# Alcohol Cleaning and Sound Deadening



## Grandcheapskate (Jan 5, 2006)

Two questions.

My Tyco/Mattel track has been up for about four years and hasn't given me any electrical type problems at all. Except when I give it a good cleaning. If I leave the track alone (and use it often), it runs just fine. Ocassionally I will use fine sandpaper, shine the rails and wipe with a dry cloth; still no problem.

However, on those occasions when I wipe the track down with alcohol, I can have problems. I shine the rails with fine sandpaper and then wipewith alcohol. After it completely dries, I have very intermittant electrical contact. The car will not make it around without being pushed for the first lap or two. In fact, I have to clean the pickup shoes after every lap or the car may not run at all. This has happened on a couple occasions. Eventually the track wears back in and all is fine. Apparently the alcohol must leave some kind of film on the rails that requires quite a bit of running to wear away. Am I doing something wrong?
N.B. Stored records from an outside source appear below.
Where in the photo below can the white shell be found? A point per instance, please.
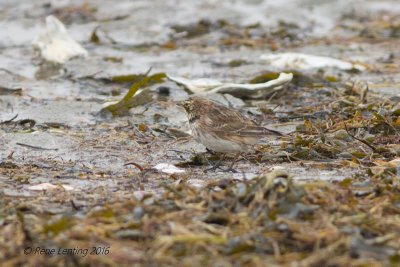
(303, 61)
(257, 90)
(55, 44)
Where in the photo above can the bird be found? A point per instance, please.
(222, 129)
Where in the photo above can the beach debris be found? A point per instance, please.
(48, 186)
(299, 61)
(135, 96)
(168, 168)
(55, 44)
(259, 90)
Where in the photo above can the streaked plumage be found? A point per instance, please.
(220, 128)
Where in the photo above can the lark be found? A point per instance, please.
(223, 129)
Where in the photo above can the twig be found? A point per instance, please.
(36, 147)
(136, 165)
(360, 140)
(10, 120)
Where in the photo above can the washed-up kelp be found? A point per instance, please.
(128, 101)
(268, 219)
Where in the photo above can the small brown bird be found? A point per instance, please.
(222, 129)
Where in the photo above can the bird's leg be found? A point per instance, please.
(216, 165)
(231, 169)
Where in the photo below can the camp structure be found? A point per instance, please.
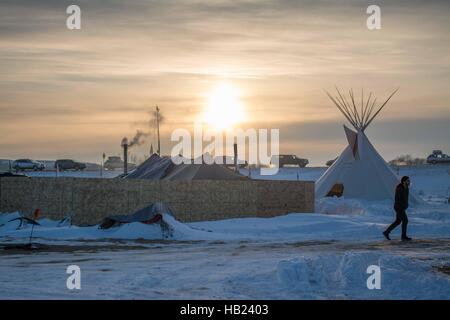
(162, 168)
(359, 172)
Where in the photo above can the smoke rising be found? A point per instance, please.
(138, 139)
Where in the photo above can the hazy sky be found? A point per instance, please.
(76, 93)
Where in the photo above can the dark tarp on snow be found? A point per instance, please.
(148, 215)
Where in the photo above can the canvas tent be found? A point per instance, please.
(154, 168)
(202, 172)
(360, 171)
(162, 168)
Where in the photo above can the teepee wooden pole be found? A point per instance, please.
(339, 107)
(382, 106)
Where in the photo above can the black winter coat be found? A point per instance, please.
(401, 197)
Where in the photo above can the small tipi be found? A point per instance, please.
(359, 172)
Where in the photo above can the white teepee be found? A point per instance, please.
(359, 172)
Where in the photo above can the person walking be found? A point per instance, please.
(400, 206)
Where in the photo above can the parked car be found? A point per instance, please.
(68, 164)
(291, 160)
(28, 164)
(438, 157)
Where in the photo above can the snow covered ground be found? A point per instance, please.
(319, 255)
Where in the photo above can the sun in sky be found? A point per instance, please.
(224, 109)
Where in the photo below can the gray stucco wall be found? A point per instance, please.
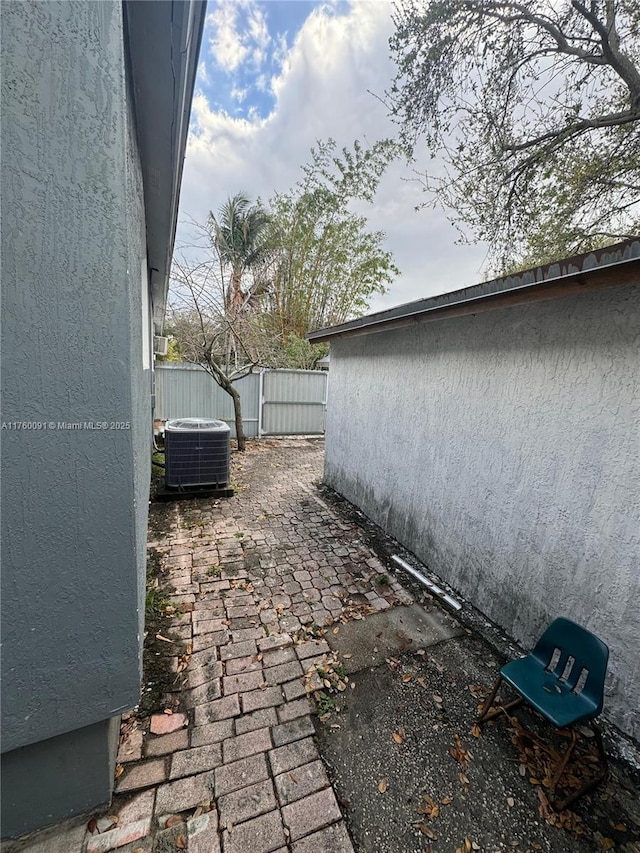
(502, 449)
(74, 501)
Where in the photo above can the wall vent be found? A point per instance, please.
(160, 345)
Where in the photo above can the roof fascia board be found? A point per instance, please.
(163, 43)
(613, 275)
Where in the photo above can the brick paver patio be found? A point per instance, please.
(234, 768)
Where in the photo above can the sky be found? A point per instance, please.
(276, 76)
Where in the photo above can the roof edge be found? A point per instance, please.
(560, 278)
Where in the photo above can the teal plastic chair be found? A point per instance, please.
(562, 678)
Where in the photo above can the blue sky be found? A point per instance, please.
(276, 76)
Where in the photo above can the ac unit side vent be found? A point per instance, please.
(197, 452)
(160, 345)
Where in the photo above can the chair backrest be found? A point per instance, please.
(575, 656)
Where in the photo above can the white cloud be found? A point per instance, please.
(322, 90)
(234, 40)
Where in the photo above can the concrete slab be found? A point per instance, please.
(385, 635)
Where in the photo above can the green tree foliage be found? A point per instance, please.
(237, 234)
(535, 106)
(324, 264)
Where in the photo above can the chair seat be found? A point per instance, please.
(544, 692)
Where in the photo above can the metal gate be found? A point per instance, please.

My second question has to do with sound deadening. Currently my track sits on a carpet which covers plywood. The carpet has done a great job in reducing the noise. If I were to mount the track on a piece of luan or similar thin wood and then place that on top of the carpet (which is already on top of the plywood base), would the sound still be deadened? I'm thinking the answer is yes.

Thanks...Joe


----------



## AfxToo (Aug 29, 2003)

I don't think the alcohol itself is leaving a residue. What I think is happening is the alcohol (and water and other chemicals in the alcohol solution that keeps it less than 100% and keeps people from drinking it) is dissolving other grease and grime and gunk that is on the track and creating a solution that is then leaving a film on the rails and possibly leaching into the electrical contact points on the track.

A couple of things to keep in mind: 

1) If you are sanding your rails follow the sanding up with a thorough vacuuming job before doing any further track cleaning.

2) When you wipe your track down always do it in a single direction, in the direction the cars run, and without scrubbing back and forth. Start on one end and then run the cleaning cloth around the track. I recommend inexpensive microfiber wipers from a big box store. Use a cloth that is large enough to allow you to refold and flip the cloth around so you are always wiping the track with a clean segment of the cloth.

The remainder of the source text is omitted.